Seems fairly unlikely. The best sorting algorithm is a function of the data. The compiler can't know this. There are pathological data sets where quicksort is O(n^2). For small n, quick sort is also a bad choice.
The programmer can understand these domain characteristics but the compiler certainly can't. If code isn't running qsort(), this could be a mistake, but may also be an optimization.
You almost always know something about the data that a sorting function will operate on. Unless of course you are implementing a generic sorting algorithm. In practice you could train your compiler on real world data to allow it to optimize better for your environment. This is already happening with profile guided optimizations.
I think it's unfair that people downvoted this to gray. This person didn't claim that this was about to happen, and it seems likely to me that when/if AI surpasses human intelligence that something like this would be possible. It might require some additional way to describe expectations about the input data, and it might be many years away, but I would be disappointed if compilers couldn't do this in the far distant future. Look at the progress we've made in the last seventy years and try to extrapolate that out a thousand years forward. I obviously can't guarantee what will happen, but is it really that unreasonable to suggest progress like this as a strong possibility?
I would love to see a Python implementation that approaches the C code. It would be educational on so many levels. Would anyone be interested in trying?
Also, why is the ASM version so much faster if the glue code doesn't make much difference? I suppose it matters at the margins...
> why is the ASM version so much faster if the glue code doesn't make much difference
The remark on the glue code only applies to my entry (the second). The assembly entry uses a completely different (and much more complicated) algorithm than the C entry.
If you read the description you’ll see that it’s optimizing around certain syscalls like memcopy (which is otherwise limiting and reduces speed by 5x). I think it’s less language choice, and more low level optimization that is making a difference here.
(To check, I wrote a Go program that doen nothing else than fmt.Print($largebody) in a for loop and it tops out at around 10GB/s)
Note that memcpy is not a syscall.
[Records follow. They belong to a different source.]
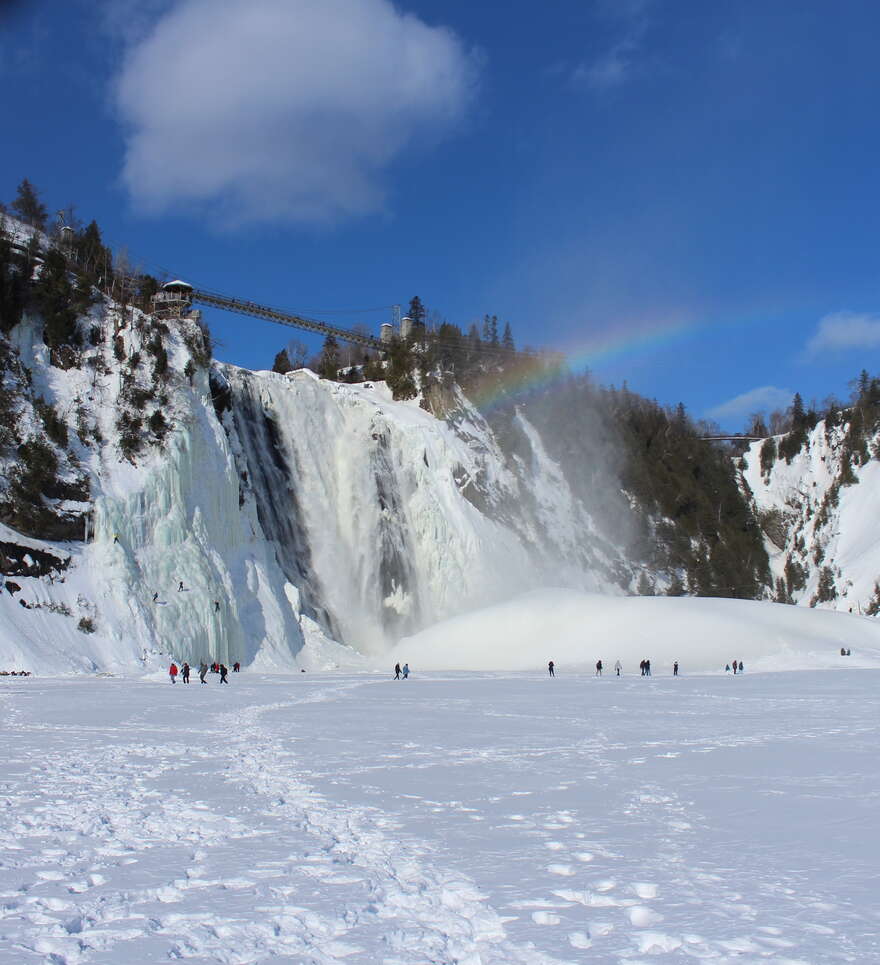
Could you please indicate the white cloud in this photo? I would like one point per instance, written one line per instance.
(284, 110)
(844, 332)
(762, 399)
(610, 70)
(615, 66)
Common syscalls do copies. The fast implementation uses the vmsplice syscall as a clever way to pump a pipe with data, because it doesn't copy.
Indeed. Today for most systems memcpy is in fact a compiler intrinsic. C's standard library offers a memcpy but the reality is that your C standard library was likely supplied by your C compiler vendor, and when you ask for memcmp() in C you get their preferred intrinsic inlined into your program unless you've been very firm in declining that optimisation.
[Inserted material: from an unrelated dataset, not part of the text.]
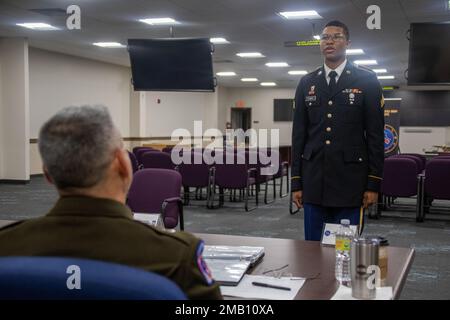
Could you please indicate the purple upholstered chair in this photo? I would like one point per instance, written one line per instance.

In Rust this memcpy intrinsic is required (for the core language, not just the standard library) because Rust clearly has arbitrarily large data structures you can literally copy, so, somebody has to take responsibility for doing that work, Rust says it's the compiler back-end's job. On a toy CPU the memcpy might really just be a trivial read->register->write loop because that's adequate.
Oops, I notice hours too late to edit it, that this says memcmp() in one place where it mostly says memcpy(). In fact your C compiler likely has intrinsics for both, but I did mean memcpy() everywhere in the comment.
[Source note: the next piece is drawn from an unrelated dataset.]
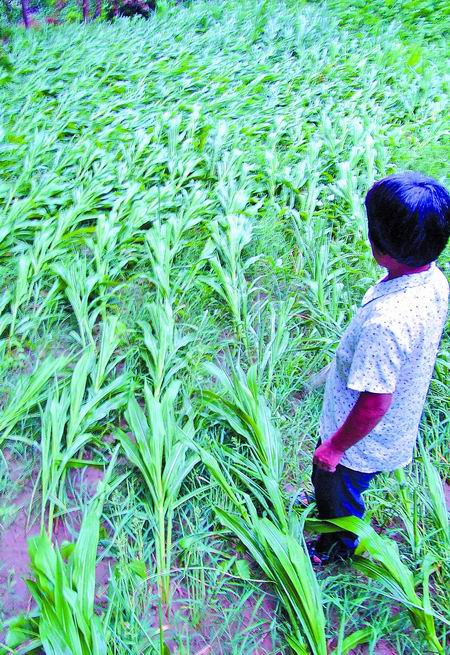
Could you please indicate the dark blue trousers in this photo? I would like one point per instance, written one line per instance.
(339, 494)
Also the third entry is not the one in Rust. It's just that the Rust entry came later and thus was not included in the plot. The third entry is https://codegolf.stackexchange.com/a/215236/56694; it is also C.
> displace the C implementation in Rust or any other language besides C/C++/ASM
This is not a language contest, it's an algorithmic contest: that is, it's the best algorithm that wins, not the best compiler. The top entry, converted into C or Rust by mostly menial work, would probably be only a few % slower and would displace the C implementation.